Saturday, March 19, 2005

Speaker: Painting Truth in Nature

The place simply called to her. Barbara Lussier returned to a bog in Killingly many times this winter to paint the colors and patterns seen there through bare limbs and under the weather. She spoke at the Connecticut Audubon Center in Glastonbury recently about her experiences painting the bog, and natural setting around the state.



Barbara is not “weather-whipped,” as she describes other, more fair weather plein air painters. Connecticut’s landscapes call her in weather fair and foul. And so she sets out to tell of them what she can, driving a tan PT cruiser personalized with the marks and aromas of oil paint, and equipped with a seemingly spindly contraption of an easel, but one she can assemble to stand up even to nor’easters.

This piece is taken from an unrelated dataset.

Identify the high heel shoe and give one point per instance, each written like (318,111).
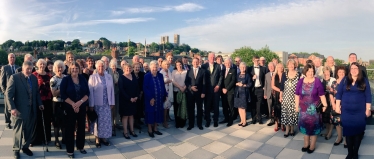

All this to search for what she finds to be the truth in nature. On good days, she is carried away by the work, the act of portraying moments like those she spends at the bog in Killingly, and the weather, rain or cold, rarely matters. When everything is right, she says, scenes paint themselves.



Her portraits capture more than just the beauty in our surroundings; the scenes are also familiar. We recognize in them our own experiences and interpretations of Connecticut places. The color of the snow can convey the feeling of a bite in the air. Pine needles appear to bend and whistle with a cold wind.



She is joined on many outings by her husband, Connecticut ecologist Dr. Robert Craig. Dr. Craig was one of two biologists who conducted the first ecological survey of the the state in 1975. Last summer, Barbara and Robert collaborated to produce their guide to the state's most extraordinary natural places, Great Day Trips to Connecticut's Critical Habitats, realizing a dream they had long shared.



The book includes Dr. Craig's descriptions of the ecology of 16 habitat types vital to sustaining the state's native wildlife, field trips to examples of each of the 16 habitats, as well as reproductions of the paintings Barbara created about each of the sites. Included among them are hikes to many different local forests, swamps, bogs, beaches, traprock ridges, and more.